Borges le propuso que regresara en un par de semanas, pero el ansioso autor no pudo aguantar tanto tiempo y se presentó mucho antes. Él le dijo entonces que tenía dos noticias para darle y que las dos eran buenas: la primera que el cuento le había gustado y sería publicado; y la segunda que iba a ser ilustrado por su hermana Norah. Se trataba de “Casa tomada”, uno de los enigmáticos textos más celebrados de Julio Cortázar, que luego encabezaría el volumen de Bestiario.

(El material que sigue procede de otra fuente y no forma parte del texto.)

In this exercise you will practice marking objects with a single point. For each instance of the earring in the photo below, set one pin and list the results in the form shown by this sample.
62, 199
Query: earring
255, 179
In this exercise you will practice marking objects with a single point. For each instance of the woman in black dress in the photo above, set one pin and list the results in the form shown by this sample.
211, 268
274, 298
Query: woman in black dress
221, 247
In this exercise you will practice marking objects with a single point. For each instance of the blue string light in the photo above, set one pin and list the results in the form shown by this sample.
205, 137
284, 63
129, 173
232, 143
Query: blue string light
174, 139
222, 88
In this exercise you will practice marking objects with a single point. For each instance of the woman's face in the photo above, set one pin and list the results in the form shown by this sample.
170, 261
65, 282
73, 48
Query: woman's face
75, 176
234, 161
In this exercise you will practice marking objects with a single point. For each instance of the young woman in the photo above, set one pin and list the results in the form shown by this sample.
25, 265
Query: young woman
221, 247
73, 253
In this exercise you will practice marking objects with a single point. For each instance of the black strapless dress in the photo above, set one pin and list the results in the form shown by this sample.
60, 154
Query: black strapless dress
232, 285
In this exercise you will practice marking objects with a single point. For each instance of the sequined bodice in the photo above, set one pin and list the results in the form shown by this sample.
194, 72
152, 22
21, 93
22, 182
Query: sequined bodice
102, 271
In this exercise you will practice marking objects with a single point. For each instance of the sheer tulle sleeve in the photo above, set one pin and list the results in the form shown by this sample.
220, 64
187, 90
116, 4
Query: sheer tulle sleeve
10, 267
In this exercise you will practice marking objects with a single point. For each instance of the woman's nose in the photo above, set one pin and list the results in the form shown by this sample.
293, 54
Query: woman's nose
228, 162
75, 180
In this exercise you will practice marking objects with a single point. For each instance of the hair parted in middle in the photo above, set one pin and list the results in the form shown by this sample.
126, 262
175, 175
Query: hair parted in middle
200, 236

La anécdota confirma la agudeza del Borges “lector”, para descubrir en un texto la calidad literaria de otros escritores. Con felicidad pudo leer Cortázar por primera vez en letras de molde un cuento suyo, cuyo argumento es la ocupación gradual de una casa habitada por dos hermanos que son misteriosamente expulsados por una invisible presencia. Esa brillante percepción del lector Borges se comprueba en una selección de textos de sus autores preferidos, que seleccionó bajo el título los Prólogos para una colección de Hyspamérica Ediciones publicada en 1985, teniendo yo el gusto de que me fueran dictados durante los años que colaboré con él. El propósito era lanzar 100 libros seleccionados por él, y antecedidos por un texto explicativo sobre su propia opinión de cada autor. No llegaron a ser tantos los volúmenes y sólo se publicaron 66, pero allí fueron incluidos clásicos como Fray Luis de León y Quevedo, Flaubert y Dostoieski, junto a contemporáneos como Graves y Phillpotts, Rulfo y Arreola, y Cortázar, por supuesto.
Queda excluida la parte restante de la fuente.